Grünen-Spitzenmann Robert Habeck stellt sich in Nürnberg den Fragen der kirchlichen Medienvertreter: Kameramann Hannes Titze (von links), Stefan Hoffmann, Leiter der Fernseharbeit des Erzbistums, und Hörfunkredakteur Norbert Dussold. Foto: Bernd Buchner
Grünen-Spitzenmann Robert Habeck stellt sich in Nürnberg den Fragen der kirchlichen Medienvertreter: Kameramann Hannes Titze (von links), Stefan Hoffmann, Leiter der Fernseharbeit des Erzbistums, und Hörfunkredakteur Norbert Dussold. Foto: Bernd Buchner

Nürnberg (buc) – Robert Habeck ist vor vielen Jahren aus der evangelischen Kirche ausgetreten. In seinem neuen Buch „Den Bach rauf“ kommen Begriffe wie Gott, Kirche oder Christentum nicht vor. Und auf die Frage nach der „Letztbegründung“ für seine bisweilen ethisch aufgeladene Politik gibt der Spitzenmann und Kanzlerkandidat von Bündnis 90/Die Grünen eine bestenfalls schwammige Antwort, sofern er sich auf das Thema überhaupt einlässt.

 

Doch bei der Buchvorstellung im katholischen Caritas-Pirckheimer-Haus (CPH) in Nürnberg, der Termin war lange vereinbart, ehe klar wurde, dass er mitten in den Bundestagswahlkampf fallen würde, äußert sich der amtierende Wirtschaftsminister zugleich betont respektvoll über die Rolle der Christen in der Gesellschaft. Kirchen und kirchliche Organisationen hätten „schon immer eine politische Rolle gespielt“, sagt er und ruft dazu auf, „nicht nur fromme Zurückhaltung zu üben“. Die kirchliche Stimme werde gebraucht, etwa bei der Bewahrung der Menschenrechte oder der Schöpfungsverantwortung.

 

Das kommt gut an beim Publikum im großen Saal des Hauses, der bis auf den letzten Platz gefüllt ist. Auch Habecks Plädoyer für demokratische Werte statt platten Populismus, für ein offenes, respektvolles Miteinander anstelle des Austauschs von Abschätzigkeiten in den sogenannten sozialen Medien trifft den Ton.
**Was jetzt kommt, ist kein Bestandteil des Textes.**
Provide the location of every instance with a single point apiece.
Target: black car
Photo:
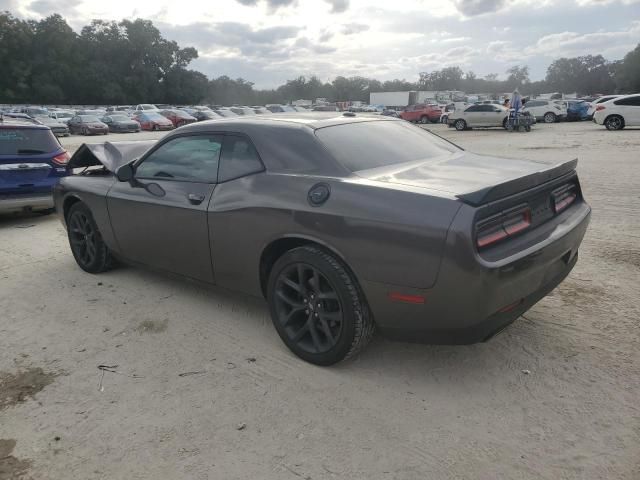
(341, 222)
(202, 115)
(120, 123)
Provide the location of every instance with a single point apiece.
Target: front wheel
(87, 246)
(614, 122)
(317, 307)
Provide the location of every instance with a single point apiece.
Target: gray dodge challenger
(343, 223)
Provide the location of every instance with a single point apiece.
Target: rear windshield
(365, 145)
(27, 141)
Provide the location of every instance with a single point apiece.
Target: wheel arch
(279, 246)
(614, 115)
(68, 202)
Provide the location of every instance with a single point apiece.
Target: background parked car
(62, 115)
(120, 123)
(178, 117)
(598, 101)
(422, 113)
(152, 120)
(31, 162)
(145, 107)
(619, 113)
(488, 115)
(577, 110)
(87, 125)
(548, 111)
(59, 128)
(224, 112)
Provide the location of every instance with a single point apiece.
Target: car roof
(21, 123)
(312, 120)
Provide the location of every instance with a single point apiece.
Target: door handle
(195, 198)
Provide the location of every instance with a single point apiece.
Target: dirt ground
(133, 375)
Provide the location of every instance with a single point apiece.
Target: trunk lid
(474, 179)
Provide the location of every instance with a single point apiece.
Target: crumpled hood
(109, 154)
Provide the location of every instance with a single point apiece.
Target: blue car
(31, 163)
(577, 110)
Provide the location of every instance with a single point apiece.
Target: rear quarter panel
(384, 234)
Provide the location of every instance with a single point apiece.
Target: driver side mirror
(126, 172)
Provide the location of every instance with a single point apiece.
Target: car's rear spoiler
(501, 190)
(109, 154)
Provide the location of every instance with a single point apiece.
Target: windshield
(153, 116)
(226, 113)
(365, 145)
(25, 141)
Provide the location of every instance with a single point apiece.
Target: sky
(270, 41)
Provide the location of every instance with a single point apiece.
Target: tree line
(128, 62)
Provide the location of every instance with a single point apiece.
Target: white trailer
(392, 99)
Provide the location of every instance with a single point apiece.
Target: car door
(160, 218)
(74, 124)
(473, 116)
(629, 108)
(495, 115)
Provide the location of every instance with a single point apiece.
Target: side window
(193, 158)
(238, 159)
(631, 101)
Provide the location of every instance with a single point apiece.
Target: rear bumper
(473, 299)
(17, 203)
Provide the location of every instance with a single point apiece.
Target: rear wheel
(614, 122)
(317, 307)
(87, 246)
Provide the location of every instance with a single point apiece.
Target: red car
(422, 112)
(153, 121)
(178, 117)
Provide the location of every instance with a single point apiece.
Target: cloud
(48, 7)
(229, 37)
(272, 5)
(304, 43)
(471, 8)
(338, 6)
(573, 43)
(353, 28)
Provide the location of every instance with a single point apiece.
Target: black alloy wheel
(317, 306)
(87, 246)
(308, 308)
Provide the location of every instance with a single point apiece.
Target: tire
(322, 315)
(88, 248)
(614, 122)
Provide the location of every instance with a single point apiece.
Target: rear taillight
(61, 159)
(503, 225)
(563, 197)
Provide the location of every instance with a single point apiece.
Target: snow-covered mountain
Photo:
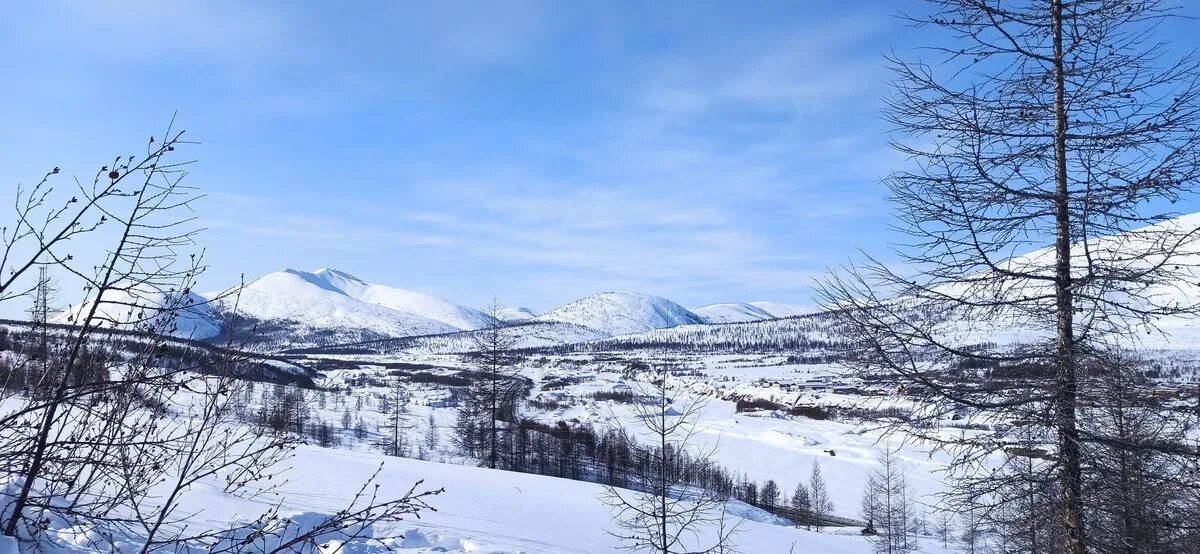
(515, 314)
(417, 303)
(148, 308)
(732, 312)
(779, 309)
(315, 301)
(622, 313)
Ob das Buch des Kanzleraspiranten, ein politischer Essay mit autobiografischen Zügen, nicht auch „ein bisschen Hagiografie“ sei, will CPH-Akademiechef Siegfried Grillmeyer im Plausch mit dem Minister wissen. Der erwidert, er hoffe nicht, dass der vorigen Sommer zu Papier gebrachte Text „selbstbeweihräuchernd“ sei. Und den Hinweis auf seine einstigen Ausflüge ins Belletristische kontert der promovomierte Literaturwissenschaftler mit einem durchaus beeindruckenden Exkurs über Storms „Schimmelreiter“, Pflichtlektüre in Habecks Heimat.

 

Nachher schreibt Habeck fleißig Autogramme und stellt sich schließlich den Fragen der kirchlichen Medien. Er drückt in dem Interview (zu sehen auf www.kircheinbayern.de, Sendung vom 26. Januar) die Hoffnung aus, dass im laufenden Wahlkampf „mehr Menschen sagen: Wir haben keine Lust, in einem Land zu leben, wo immer nur schlechte Laune verbreitet wird, wo immer nur die anderen Schuld haben, wo immer nur negativ geredet wird.“ Ein durchaus frommer Wunsch, auch wenn er nach dem grünen Wahlslogan „Zuversicht“ klingt.